Need to know if Lezer can solve this

Dandada1993 · January 3, 2024, 8:52pm

Hi

I am migrating from CodeMirror 5 to 6 and am attempting to use a Lezer to define the grammer however I am running into a problem and I need to know definitively if it is possible to solve with the built in Lezer mechanisms or if I should abandon Lezer and use the Stream Parser. The below is a minimal example that demonstrates the problem.

@top Scripts { Script (Separator Script)* }

Script { (Command+) }

Command {
	Motion lineEnd |
	Container { Cblock lineEnd Body }
}

Cblock {
        control_forever { @specialize<Phrase, "forever"> }
}

Motion {
	movesteps { "move (" Value? ") steps" }
}

MotionValues {
	xposition { @specialize<Phrase, "x position"> }
}

Body { indent Command+ (dedent | eof) }

Value {
	Number |
	MotionValues |
	Phrase
}

Separator { separator Phrase* lineEnd }

@skip { 
	spaces | 
	blankLineStart spaces lineEnd
}

lineEnd { newline | eof }

@context trackIndent from "./tokens.js"

@external tokens indentation from "./tokens.js" {
	indent,
	dedent,
  blankLineStart
}

//!tokens

@tokens {
  @precedence { Number, Phrase }
  spaces { $[ \t]+ }
  newline { "\n" }
  eof { @eof }
  char { @asciiLetter | $[_\u{a1}-\u{10ffff}] }
  word { (@digit | "." | char)+ }
  Number { @digit @digit* }
  Phrase { word (" " word)* }
  separator { "-----" }
}

I also want a valid Script to include a single MotionValues i.e.

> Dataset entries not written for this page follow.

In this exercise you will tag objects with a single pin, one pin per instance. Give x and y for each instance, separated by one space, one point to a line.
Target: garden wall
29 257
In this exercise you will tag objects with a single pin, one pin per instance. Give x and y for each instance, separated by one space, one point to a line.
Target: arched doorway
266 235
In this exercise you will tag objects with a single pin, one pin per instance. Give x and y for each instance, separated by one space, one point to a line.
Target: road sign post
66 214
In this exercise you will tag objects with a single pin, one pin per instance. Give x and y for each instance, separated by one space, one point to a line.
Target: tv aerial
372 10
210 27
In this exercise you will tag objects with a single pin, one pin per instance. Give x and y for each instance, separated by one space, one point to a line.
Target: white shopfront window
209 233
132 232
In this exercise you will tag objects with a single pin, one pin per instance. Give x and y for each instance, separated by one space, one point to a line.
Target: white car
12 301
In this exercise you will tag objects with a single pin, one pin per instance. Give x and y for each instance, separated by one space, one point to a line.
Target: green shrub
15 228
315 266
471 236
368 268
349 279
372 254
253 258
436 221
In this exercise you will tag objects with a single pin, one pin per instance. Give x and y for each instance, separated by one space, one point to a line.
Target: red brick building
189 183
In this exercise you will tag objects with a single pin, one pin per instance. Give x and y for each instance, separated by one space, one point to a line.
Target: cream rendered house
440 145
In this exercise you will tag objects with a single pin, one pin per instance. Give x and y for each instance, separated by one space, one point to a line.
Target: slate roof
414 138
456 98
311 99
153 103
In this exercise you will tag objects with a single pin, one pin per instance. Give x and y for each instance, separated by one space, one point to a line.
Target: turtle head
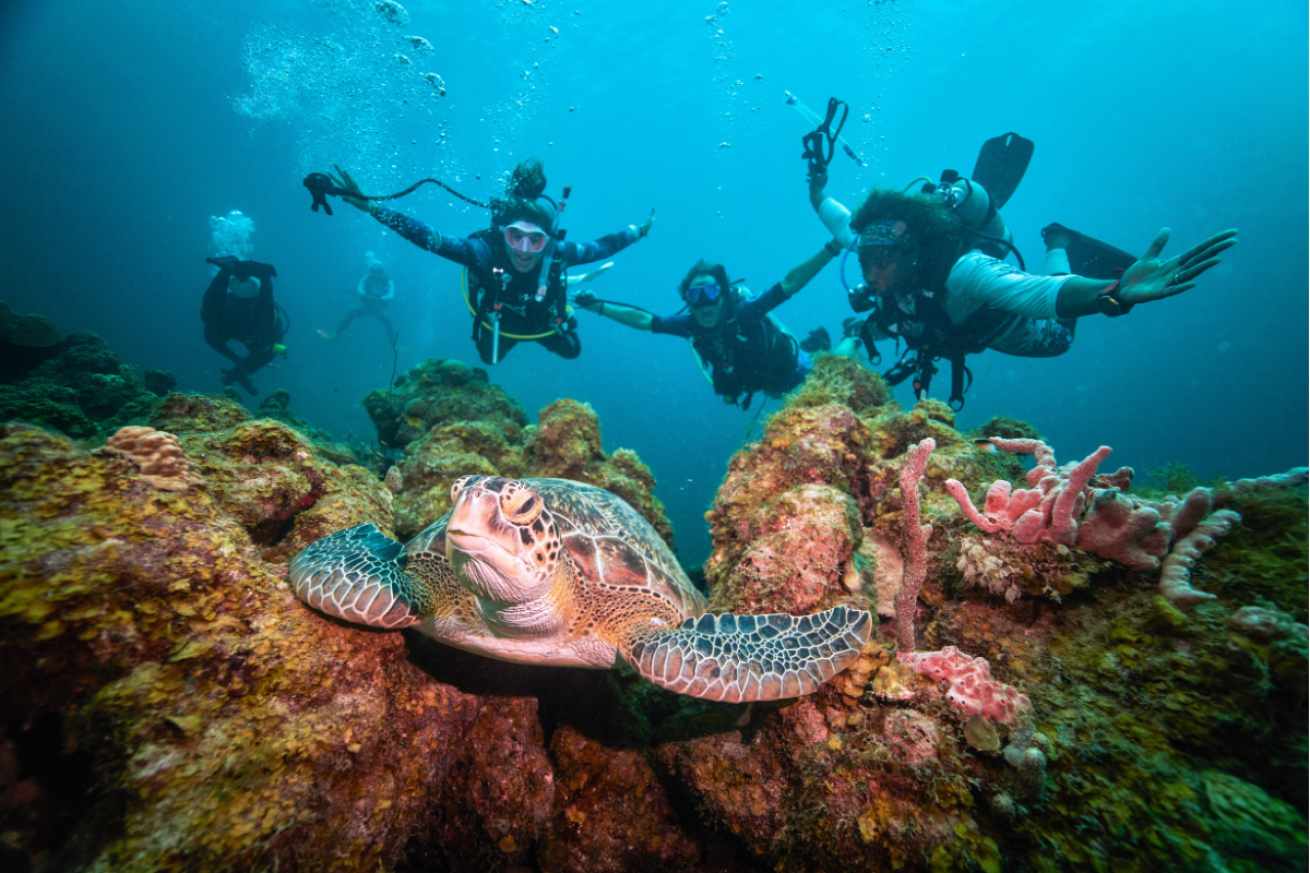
502 540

Script { (Command+|MotionValues) }

However, there is an overlapping tokens between “move (” and Phrase when I do that. I have tried defining “movesteps” like this:

movesteps { @specialize[@name=move]<Phrase, “move (”> Value? “) steps” }

However then the text “move (” does not get highlighted correctly. I assume that I can define “move (” as a token however there are too many such commands to make defining each as a token a viable solution.

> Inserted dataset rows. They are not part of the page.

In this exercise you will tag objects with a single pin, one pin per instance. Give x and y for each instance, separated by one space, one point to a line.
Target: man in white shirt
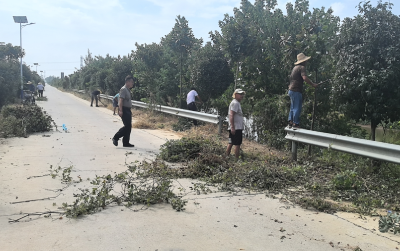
236 123
40 88
191 102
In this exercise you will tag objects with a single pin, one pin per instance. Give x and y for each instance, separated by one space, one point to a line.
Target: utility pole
21 20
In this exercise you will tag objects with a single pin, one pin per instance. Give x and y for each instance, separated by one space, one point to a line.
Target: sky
65 30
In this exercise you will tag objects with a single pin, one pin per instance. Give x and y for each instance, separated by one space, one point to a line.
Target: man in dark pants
125 105
95 95
191 104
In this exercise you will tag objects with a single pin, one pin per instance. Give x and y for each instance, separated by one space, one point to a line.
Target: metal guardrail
362 147
210 118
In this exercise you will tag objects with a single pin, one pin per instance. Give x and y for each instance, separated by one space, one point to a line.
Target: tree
368 65
210 72
181 42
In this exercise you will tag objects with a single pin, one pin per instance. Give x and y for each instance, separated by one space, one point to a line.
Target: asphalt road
216 221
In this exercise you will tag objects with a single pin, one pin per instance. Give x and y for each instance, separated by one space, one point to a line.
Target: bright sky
64 30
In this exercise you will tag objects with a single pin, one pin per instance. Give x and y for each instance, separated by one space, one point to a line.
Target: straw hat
301 58
238 91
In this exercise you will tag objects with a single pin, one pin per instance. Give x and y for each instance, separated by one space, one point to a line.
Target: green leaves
18 120
389 223
367 55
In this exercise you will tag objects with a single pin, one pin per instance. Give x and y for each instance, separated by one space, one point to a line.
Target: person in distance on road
115 102
191 102
236 123
297 79
95 95
124 111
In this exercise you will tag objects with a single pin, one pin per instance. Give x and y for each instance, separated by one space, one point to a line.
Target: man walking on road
115 102
236 123
124 111
95 95
40 89
191 102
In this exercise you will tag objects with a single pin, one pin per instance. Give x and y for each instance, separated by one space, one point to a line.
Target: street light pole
36 64
21 20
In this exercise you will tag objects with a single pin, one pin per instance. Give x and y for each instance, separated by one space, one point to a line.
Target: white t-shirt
191 97
238 117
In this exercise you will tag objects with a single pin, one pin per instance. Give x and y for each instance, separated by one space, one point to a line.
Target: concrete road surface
217 221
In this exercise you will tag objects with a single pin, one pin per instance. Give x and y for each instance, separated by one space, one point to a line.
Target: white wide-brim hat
238 91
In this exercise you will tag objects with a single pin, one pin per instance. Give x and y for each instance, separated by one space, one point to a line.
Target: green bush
19 121
346 180
183 124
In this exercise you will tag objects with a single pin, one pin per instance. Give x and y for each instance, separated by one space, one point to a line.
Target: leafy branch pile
21 120
322 183
390 223
137 185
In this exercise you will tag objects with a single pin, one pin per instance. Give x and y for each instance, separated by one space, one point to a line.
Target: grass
330 181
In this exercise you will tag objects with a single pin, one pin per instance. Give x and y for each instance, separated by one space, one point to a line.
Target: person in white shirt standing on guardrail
236 123
40 89
297 79
124 111
191 102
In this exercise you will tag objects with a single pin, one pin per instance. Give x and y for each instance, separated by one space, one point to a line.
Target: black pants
192 107
94 97
125 131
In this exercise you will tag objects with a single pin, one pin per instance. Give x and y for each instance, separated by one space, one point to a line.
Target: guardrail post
220 125
294 150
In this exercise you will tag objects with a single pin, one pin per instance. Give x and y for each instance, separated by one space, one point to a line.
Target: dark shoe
115 142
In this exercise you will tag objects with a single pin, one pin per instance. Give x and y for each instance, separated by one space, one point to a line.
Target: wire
59 62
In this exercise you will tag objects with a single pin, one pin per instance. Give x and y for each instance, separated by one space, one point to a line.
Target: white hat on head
238 91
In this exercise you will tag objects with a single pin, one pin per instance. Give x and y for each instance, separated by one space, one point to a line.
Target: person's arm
308 81
231 120
199 98
120 107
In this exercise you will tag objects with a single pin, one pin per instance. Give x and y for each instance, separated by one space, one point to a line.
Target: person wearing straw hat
236 123
95 96
40 88
297 79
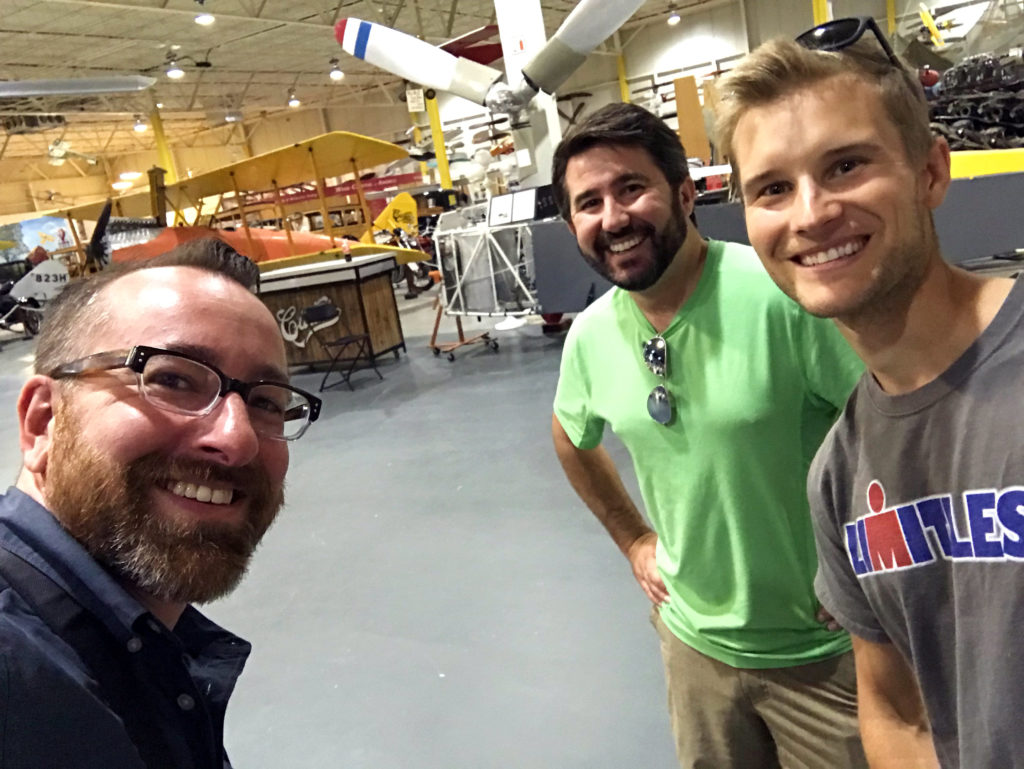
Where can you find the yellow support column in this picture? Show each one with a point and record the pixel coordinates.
(163, 151)
(439, 150)
(821, 13)
(418, 137)
(624, 87)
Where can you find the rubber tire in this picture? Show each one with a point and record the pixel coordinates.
(31, 323)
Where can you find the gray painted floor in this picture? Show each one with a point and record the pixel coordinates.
(434, 596)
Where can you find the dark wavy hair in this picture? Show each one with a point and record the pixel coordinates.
(620, 124)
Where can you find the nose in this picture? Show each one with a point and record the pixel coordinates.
(613, 215)
(815, 207)
(227, 434)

I need to know if the Ambiguity Marker or some other Lezer mechanism can resolve this or if I should move to the Stream Parser. I have a Mode from version 5 that I could probably largely reuse. All I really need is highlighting.

marijn · January 4, 2024, 11:01am

It doesn’t look like Phrase even matches the string "move (" (since a paren is not a Word). Making the tokens smaller (i.e. making Word the token, and Phrase a non-terminal that matches words separated by whitespace, and matching a specialized word for "move" followed by an opening paren token for "move ("), might make this easier.

Dandada1993 · January 4, 2024, 1:57pm

I will make the suggested edits and see if it works.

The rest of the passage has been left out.